The only important thing you need to know here: you can get a free, immediate passport photo at 99 Prince Street in New York City. The Rimowa store (say it a little bit German to fit in!) looks to be open 11 a.m. to 6 p.m. Monday through Saturday, and noon to 5 p.m. on Sundays.
That’s my last (???) piece for The New York Times and it is, like all the best stories in life, purely a search traffic play. The new immortality is that, for years, I will clog Google with results for “Passport Photo NYC WHERE NOW HELP” and in that way touch a little bit of the eternal. It’s really the only reason to type.
I would also like you to know that the agency that handles passports is ALSO required to report any “non-natural” death of an American citizen outside of the United States (and are tasked somewhat with getting your body back as well).
Not really so many American passport-holders die abroad, by their count. Car accidents and drowning are frequent and that’s on holiday locales. At a glance, death by terrorism seems rare. Still, by my quick hand count, more than 55 U.S. citizens died from homicide in Mexico alone in 2020. Seems rather like a lot, not gonna lie! (Don’t be too worried about Mexico, though: In the U.S., in 2019, nearly 20,000 people were murdered, most of them by people using guns.)
What struck me though in the numbers is that an at-first surprising number of U.S. passport holders die from suicide around the world each year. In 2020, for example, it looks like there were six reported American deaths in Italy and three were by suicide. (Didn’t bother to check this, but seems safe to assume that any deaths from coronavirus were counted as “natural.”)
Later, when someone is paying me to think again (that should be Vox Media’s New York Magazine, where I’m to start in August), I’ll think about this again. (Until then, it’s all Fortnite and napping.) I see that a 2007 study of Canadian travelers found that, over a pretty solid stretch of years, only about 3% of deaths overseas were by suicide. Interesting subplot: Two-thirds of out-of-country deaths overall for Canadian citizens were men; the average age of a traveler who died from suicide was 41.
Anyway, don’t forget to check your passport expiration date! Be safe out there!
Come now, you’ve never read an actuarial table in your life, have you? Why they’ve got ten volumes on suicide alone. Suicide by race, by color, by occupation, by sex, by seasons of the year, by time of day. Suicide, how committed: by poison, by firearms, by drowning, by leaps. Suicide by poison, subdivided by types of poison, such as corrosive, irritant, systemic, gaseous, narcotic, alkaloid, protein, and so forth; suicide by leaps, subdivided by leaps from high places, under the wheels of trains, under the wheels of trucks, under the feet of horses, from steamboats.

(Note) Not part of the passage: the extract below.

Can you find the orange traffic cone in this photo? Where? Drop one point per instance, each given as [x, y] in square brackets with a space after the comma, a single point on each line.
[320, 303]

But, Mr. Norton, of all the cases on record, there’s not one single case of suicide by leap from the rear end of a moving train. And you know how fast that train was going at the point where the body was found? Fifteen miles an hour. Now how can anybody jump off a slow-moving train like that with any kind of expectation that he would kill himself? No. No soap, Mr. Norton. We’re sunk, and we’ll have to pay through the nose, and you know it.